On one palm we like skateboarding, while on a other, we do not like tickets, nor do we like being physique slammed to a ground. Thus, we was left to re-evaluate my means of transportation. Thinking about all a risks we was holding — all due to a apparently iniquitous crime of skating safely from one side of campus to a other — led me to interpretation that a bike competence be better. So with a complicated heart, we done a preference of a lifetime by trade my hold fasten for pedals.

So that’s where we are today: a rather strongly pragmatic mode of travel contra an choice that is radically rapist in a eyes of a university. On one hand, we have bike lanes everywhere, vouchsafing students, residents and expertise get from fundamentally all of Goleta to anywhere on campus quickly. On a other, we have a neglected unaccompanied skateboard line that unequivocally usually takes we from HSSB to a outdoor corner of a Arbor, (but God dissuade we intrude too most on a Arbor).

So what now? Can skateboarders, police, pedestrians and a law all co-exist? Is there a pacific resolution to any of this? Well you’re in fitness since we have usually a solution: paint. For a cost of a can of splendid yellow paint, a second skateboard line can be drawn down by a Arbor, so formulating a designated line for skaters to safely pierce about yet stopping feet traffic. What’s more, several some-more yellow lines could be drawn horizontally by a skateboard lane, formulating walking crossings. The magnificence of this resolution is such that zero else has to be done; it’s simple, inexpensive and effective. No paving, no construction, nothing. Just paint. Even better, a officers that do unit a Arbor won’t even be out of a job, and it competence even emanate some-more jobs! All they’d have to do is unit in such a conform to safeguard that skaters are relocating about in a protected demeanour by a lanes and not fast slamming into pedestrians.

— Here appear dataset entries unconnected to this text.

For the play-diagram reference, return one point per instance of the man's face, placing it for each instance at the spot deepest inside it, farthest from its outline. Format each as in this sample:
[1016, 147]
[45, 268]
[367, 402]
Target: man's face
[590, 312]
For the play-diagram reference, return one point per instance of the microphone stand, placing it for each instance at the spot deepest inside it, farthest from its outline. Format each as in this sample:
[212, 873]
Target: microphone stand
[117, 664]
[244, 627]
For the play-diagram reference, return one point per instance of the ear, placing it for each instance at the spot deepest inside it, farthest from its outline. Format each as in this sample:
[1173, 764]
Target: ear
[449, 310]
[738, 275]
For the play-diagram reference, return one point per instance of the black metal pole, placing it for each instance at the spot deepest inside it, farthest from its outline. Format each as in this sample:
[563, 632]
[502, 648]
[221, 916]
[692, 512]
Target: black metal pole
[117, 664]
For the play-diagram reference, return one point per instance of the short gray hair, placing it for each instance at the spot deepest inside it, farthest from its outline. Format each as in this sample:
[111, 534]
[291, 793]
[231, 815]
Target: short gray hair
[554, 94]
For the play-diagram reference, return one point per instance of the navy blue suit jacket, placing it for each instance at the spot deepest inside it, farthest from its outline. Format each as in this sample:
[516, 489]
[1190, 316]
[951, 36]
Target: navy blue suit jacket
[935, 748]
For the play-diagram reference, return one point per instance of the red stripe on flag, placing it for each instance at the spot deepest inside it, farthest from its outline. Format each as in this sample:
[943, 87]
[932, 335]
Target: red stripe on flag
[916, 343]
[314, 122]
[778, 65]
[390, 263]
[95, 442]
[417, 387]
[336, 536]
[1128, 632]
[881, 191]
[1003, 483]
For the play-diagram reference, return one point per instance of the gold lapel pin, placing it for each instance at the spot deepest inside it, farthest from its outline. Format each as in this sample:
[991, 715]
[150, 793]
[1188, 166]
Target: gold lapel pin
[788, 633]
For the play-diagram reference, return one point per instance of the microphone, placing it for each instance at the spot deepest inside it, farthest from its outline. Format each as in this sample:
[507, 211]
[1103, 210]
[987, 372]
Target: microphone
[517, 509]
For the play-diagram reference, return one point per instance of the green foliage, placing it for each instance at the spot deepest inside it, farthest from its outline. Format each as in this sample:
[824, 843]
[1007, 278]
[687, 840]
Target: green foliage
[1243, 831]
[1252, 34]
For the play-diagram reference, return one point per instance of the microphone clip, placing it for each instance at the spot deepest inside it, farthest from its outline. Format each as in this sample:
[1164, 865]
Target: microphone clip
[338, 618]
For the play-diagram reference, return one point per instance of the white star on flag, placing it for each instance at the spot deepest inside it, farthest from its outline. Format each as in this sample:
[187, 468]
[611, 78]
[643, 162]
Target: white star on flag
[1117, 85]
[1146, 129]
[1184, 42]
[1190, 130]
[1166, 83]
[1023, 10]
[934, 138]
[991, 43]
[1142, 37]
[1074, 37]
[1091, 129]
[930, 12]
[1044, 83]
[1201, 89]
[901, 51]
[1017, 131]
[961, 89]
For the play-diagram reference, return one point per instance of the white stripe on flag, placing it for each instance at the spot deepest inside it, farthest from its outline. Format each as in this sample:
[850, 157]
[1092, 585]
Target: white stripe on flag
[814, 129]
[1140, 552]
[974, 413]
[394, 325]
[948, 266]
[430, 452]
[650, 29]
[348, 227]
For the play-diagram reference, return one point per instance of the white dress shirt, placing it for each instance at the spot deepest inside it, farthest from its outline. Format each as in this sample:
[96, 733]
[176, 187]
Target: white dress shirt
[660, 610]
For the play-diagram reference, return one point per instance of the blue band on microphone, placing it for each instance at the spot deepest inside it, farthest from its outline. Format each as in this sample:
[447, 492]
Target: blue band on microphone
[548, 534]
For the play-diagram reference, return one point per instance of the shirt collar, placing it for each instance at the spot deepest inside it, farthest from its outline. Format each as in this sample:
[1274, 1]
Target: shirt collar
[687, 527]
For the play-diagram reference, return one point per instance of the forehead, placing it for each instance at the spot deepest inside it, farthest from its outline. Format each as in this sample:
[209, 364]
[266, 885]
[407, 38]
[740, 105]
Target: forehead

Even further, this resolution would see increases in a volume of people skating, as authorised skateboarding could spin an appealing choice to biking. Alternatives to bikes would afterwards diminution a volume of people utilizing a bike lane. In turn, shortening a series of bikers reduces a luck of bike accidents. Reductions in a series of bike accidents reduces a volume of income spent on medical and puncture services rendered to those harmed in such accidents. Less accidents and some-more income means alleviation in tyro well-being.

For such reasons, if UCSB unequivocally does caring for a students or a money, a administration should during a unequivocally slightest cruise creation improvements in a viability of skateboarding or exploring other equal alternatives to biking. Doing so would not usually advantage a common student, yet would drastically boost tyro complacency and reserve as a whole. Further, with saner manners and regulations, police-student interactions would find a boost as well, as those cited — per my devise — would usually be a forward ones and would leave everybody else to ride themselves safely in peace.

Kekai ‘O Kalani Akita wants Gauchos to have a space and leisure to movement to their classes.